Diabetes is associated with an increased risk of cognitive decline and development of dementia [14]. However, the biological mechanisms linking diabetes to impaired cognition remain unclear. Individuals with diabetes are at increased risk for stroke, which is a risk factor for dementia, and it is also hypothesised that hyperglycaemia may contribute to microvascular changes and ischaemia in the brain [5, 6]. Nonetheless, it remains unclear if hyperglycaemia is a predictor of cognitive decline independent of diabetes diagnosis.

HbA1c is an integrated measure of circulating glucose levels over the preceding 2 to 3 months. HbA1c is central to the management of glucose control in individuals with diagnosed diabetes and it has recently been recommended for use in the diagnosis of diabetes [7]. Epidemiological studies have demonstrated that HbA1c is a risk factor for cardiovascular disease and total mortality among persons with and without diabetes [6, 8, 9]. Several previous studies have also reported an association between higher values of HbA1c and poor cognitive function in persons with type 1 or type 2 diabetes [1]. However, few studies have investigated the association of hyperglycaemia with cognitive decline across the spectrum of glycaemia in persons with and without diabetes [10]. Previous studies have not investigated the association of HbA1c with cognitive decline in a community-based population of persons with and without diabetes.
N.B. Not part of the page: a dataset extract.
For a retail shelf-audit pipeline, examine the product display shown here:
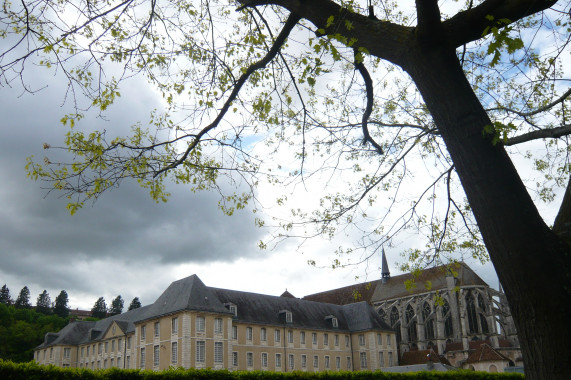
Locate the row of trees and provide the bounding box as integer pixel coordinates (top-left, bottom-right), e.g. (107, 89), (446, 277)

Our objective was to examine the association between HbA1c and the 6 year change in cognitive function in middle-aged persons with and without diabetes in the Atherosclerosis Risk in Communities (ARIC) cohort. We sought to investigate if HbA1c was an important determinant of cognitive function in both the overall population and in groups stratified by diabetes status. We also examined the association of HbA1c with risk of hospitalisation with an ICD-9 code for dementia during 14 years of follow-up. We hypothesised that higher HbA1c values in both persons with and without diabetes would be independently associated with the decline in cognitive function and risk of dementia hospitalisation.

Methods

Study population

The ARIC study is an ongoing community-based prospective cohort of 15,792 middle-aged adults from four US communities. The first visit occurred between 1987 and 1989 and there were three subsequent visits, occurring approximately 3 years apart. Cognitive functioning was assessed at two time points: visit 2 (1990–92) and again at visit 4 (1996–98). In the present analysis visit 2 was considered the baseline visit. We examined change in cognition from baseline to visit 4 over the 6 year period. Of the 11,656 participants who attended both visit 2 and visit 4, we excluded those who were missing HbA1c or cognitive test data or had test scores recorded out of range, who self-identified as other than white or black race, who had a history of stroke, or who scored in the bottom fifth percentile of one of the three cognitive tests at visit 2 [3], leaving 8,948 participants to be included in the final sample.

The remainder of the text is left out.